Bob et Carole et Ted et Alice

Paul Mazursky, 1969 - 1h44

Cinéma Américain / Satire / Liberté / Couple / Comédie / Désir / Années 1960


Bob et Carole, en couple depuis plusieurs années, décident de bouleverser leurs habitudes en participant, le temps d'un week-end, à une thérapie sexuelle. Au retour de ce week-end ils décident d'appliquer les principes d'amour libre et d'ouverture d'esprit. Leurs amis, Ted et Alice, sont partagés entre l'indignation et la curiosité... 
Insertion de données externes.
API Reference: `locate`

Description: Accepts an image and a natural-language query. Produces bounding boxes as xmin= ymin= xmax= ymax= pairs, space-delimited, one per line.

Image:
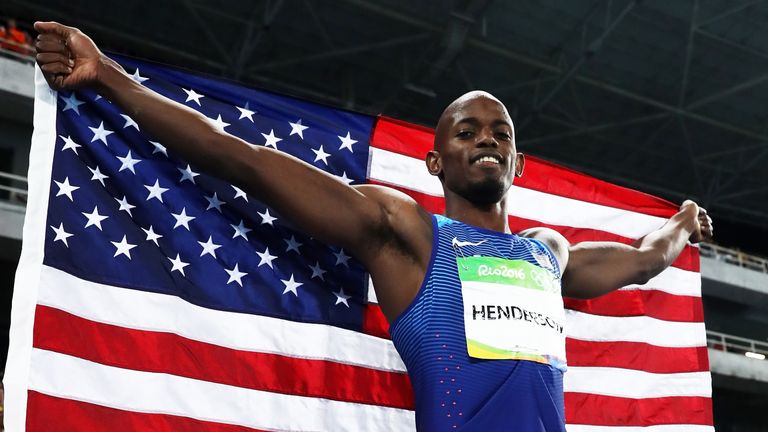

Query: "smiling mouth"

xmin=472 ymin=155 xmax=501 ymax=165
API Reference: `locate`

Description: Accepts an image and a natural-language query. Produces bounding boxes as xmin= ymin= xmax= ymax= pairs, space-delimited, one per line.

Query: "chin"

xmin=464 ymin=178 xmax=509 ymax=206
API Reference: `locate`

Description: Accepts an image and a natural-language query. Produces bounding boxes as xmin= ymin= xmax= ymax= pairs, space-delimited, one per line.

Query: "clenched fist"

xmin=680 ymin=200 xmax=714 ymax=243
xmin=35 ymin=22 xmax=113 ymax=90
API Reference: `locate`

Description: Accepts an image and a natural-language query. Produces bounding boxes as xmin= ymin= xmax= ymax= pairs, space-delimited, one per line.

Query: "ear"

xmin=425 ymin=150 xmax=443 ymax=177
xmin=515 ymin=153 xmax=525 ymax=177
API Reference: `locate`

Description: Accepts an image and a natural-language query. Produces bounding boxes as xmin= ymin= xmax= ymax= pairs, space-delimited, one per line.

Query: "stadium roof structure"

xmin=2 ymin=0 xmax=768 ymax=227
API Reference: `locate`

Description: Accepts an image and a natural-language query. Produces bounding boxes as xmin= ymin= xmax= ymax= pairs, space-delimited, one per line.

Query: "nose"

xmin=477 ymin=128 xmax=499 ymax=148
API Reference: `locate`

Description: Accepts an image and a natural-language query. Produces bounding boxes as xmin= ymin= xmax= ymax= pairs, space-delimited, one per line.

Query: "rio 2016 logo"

xmin=477 ymin=264 xmax=525 ymax=280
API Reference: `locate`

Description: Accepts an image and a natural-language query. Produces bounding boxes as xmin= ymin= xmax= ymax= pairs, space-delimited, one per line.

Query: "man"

xmin=35 ymin=23 xmax=712 ymax=431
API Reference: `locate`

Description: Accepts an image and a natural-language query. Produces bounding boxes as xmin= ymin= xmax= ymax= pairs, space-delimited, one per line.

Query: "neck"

xmin=445 ymin=191 xmax=510 ymax=233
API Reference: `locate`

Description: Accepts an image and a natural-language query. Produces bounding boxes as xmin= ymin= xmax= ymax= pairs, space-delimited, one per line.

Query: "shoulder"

xmin=354 ymin=181 xmax=432 ymax=256
xmin=519 ymin=227 xmax=571 ymax=271
xmin=353 ymin=184 xmax=431 ymax=225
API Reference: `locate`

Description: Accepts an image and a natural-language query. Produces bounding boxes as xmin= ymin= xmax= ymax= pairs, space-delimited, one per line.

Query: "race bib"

xmin=456 ymin=256 xmax=566 ymax=370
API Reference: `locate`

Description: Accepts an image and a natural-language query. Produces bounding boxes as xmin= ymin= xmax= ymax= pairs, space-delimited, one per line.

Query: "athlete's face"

xmin=427 ymin=93 xmax=523 ymax=205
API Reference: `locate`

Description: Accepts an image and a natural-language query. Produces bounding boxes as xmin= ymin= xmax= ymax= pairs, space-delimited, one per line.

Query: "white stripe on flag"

xmin=565 ymin=309 xmax=707 ymax=348
xmin=3 ymin=65 xmax=57 ymax=431
xmin=563 ymin=367 xmax=712 ymax=399
xmin=565 ymin=424 xmax=715 ymax=432
xmin=38 ymin=266 xmax=405 ymax=372
xmin=29 ymin=349 xmax=414 ymax=432
xmin=369 ymin=147 xmax=666 ymax=238
xmin=621 ymin=267 xmax=701 ymax=297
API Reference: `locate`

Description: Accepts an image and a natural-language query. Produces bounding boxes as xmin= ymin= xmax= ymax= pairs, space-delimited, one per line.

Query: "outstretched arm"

xmin=562 ymin=201 xmax=712 ymax=299
xmin=35 ymin=22 xmax=431 ymax=270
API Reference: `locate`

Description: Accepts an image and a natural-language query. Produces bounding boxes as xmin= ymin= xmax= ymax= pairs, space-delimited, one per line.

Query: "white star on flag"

xmin=312 ymin=144 xmax=331 ymax=165
xmin=336 ymin=171 xmax=354 ymax=184
xmin=256 ymin=209 xmax=277 ymax=226
xmin=51 ymin=223 xmax=74 ymax=247
xmin=283 ymin=235 xmax=303 ymax=255
xmin=333 ymin=287 xmax=352 ymax=307
xmin=53 ymin=177 xmax=80 ymax=202
xmin=144 ymin=179 xmax=168 ymax=202
xmin=166 ymin=253 xmax=189 ymax=277
xmin=261 ymin=129 xmax=283 ymax=150
xmin=149 ymin=141 xmax=168 ymax=157
xmin=82 ymin=206 xmax=109 ymax=231
xmin=309 ymin=261 xmax=326 ymax=281
xmin=142 ymin=225 xmax=163 ymax=246
xmin=256 ymin=248 xmax=277 ymax=268
xmin=176 ymin=164 xmax=200 ymax=184
xmin=115 ymin=195 xmax=136 ymax=217
xmin=235 ymin=102 xmax=256 ymax=123
xmin=208 ymin=114 xmax=229 ymax=132
xmin=224 ymin=263 xmax=248 ymax=286
xmin=59 ymin=135 xmax=82 ymax=156
xmin=110 ymin=236 xmax=136 ymax=259
xmin=117 ymin=150 xmax=141 ymax=174
xmin=280 ymin=273 xmax=304 ymax=297
xmin=229 ymin=219 xmax=251 ymax=241
xmin=88 ymin=121 xmax=114 ymax=145
xmin=171 ymin=207 xmax=195 ymax=231
xmin=59 ymin=92 xmax=85 ymax=115
xmin=182 ymin=88 xmax=205 ymax=106
xmin=232 ymin=185 xmax=248 ymax=202
xmin=131 ymin=68 xmax=149 ymax=84
xmin=288 ymin=119 xmax=309 ymax=139
xmin=205 ymin=192 xmax=226 ymax=213
xmin=337 ymin=132 xmax=357 ymax=153
xmin=198 ymin=236 xmax=221 ymax=258
xmin=120 ymin=114 xmax=139 ymax=130
xmin=88 ymin=165 xmax=109 ymax=186
xmin=333 ymin=249 xmax=352 ymax=267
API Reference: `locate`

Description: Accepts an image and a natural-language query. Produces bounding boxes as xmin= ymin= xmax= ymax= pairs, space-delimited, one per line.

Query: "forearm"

    Premier film de Paul Mazursky, interdit aux moins de 18 ans lors de sa sortie dans les salles de cinéma Françaises. Et pour cause ! Ce film aborde des thématiques nouvelles jamais traitées auparavant, dans le cinéma américain : l'amour libre, l'échangisme, l'infidélité, l'adultère... Bob et Carole et Ted et Alice n'aurait jamais pu voir le jour avant 1969, et en même temps il est aussi très en avance sur son temps puisque l'année 1969 marque à peine le début de cette révolution sexuelle et des changement de mœurs. L'ensemble du film repose essentiellement sur la puissance des dialogues entre les couples, mais aussi sur ceux entre Bob et Ted, puis entre Carole et Alice. Tous se questionnent, remettent en cause leurs idées dans des séquences presque théâtrales sous formes de petits huis-clos utilisant les lieux comme des points de transformations des personnages (la chambre à coucher de chacun des couples a son importance puisqu'elle constitue un lieu ou les personnages révèlent leur vraie personnalité). Au final, le week-end passé à « L 'Institut » au début du film permet à chacun des personnages de devenir ce qu'il est réellement. Carole a attendu ce moment toute sa vie pour enfin se détacher du modèle de la femme parfaite, bien sous tous rapports, qui attend son mari sagement à la maison. Bob, bien qu'il ait tout d'abord appréhendé ce week-end comme une mode, devient quelque part la victime, pendant que Carole, elle, prend littéralement les rennes du couple. Paul Mazursky insiste aussi sur l'importance du regard caméra, surtout chez les personnages masculins. L'homme, fier, se questionne et se sent jugé par le public, surtout féminin.     Après une dernière séquence riche en dialogues comiques, le film se conclue sur une très belle scène ou l'on voit des couples déambuler sur un des morceaux les plus emblématiques des années 60 : "What the World Needs Now is Love."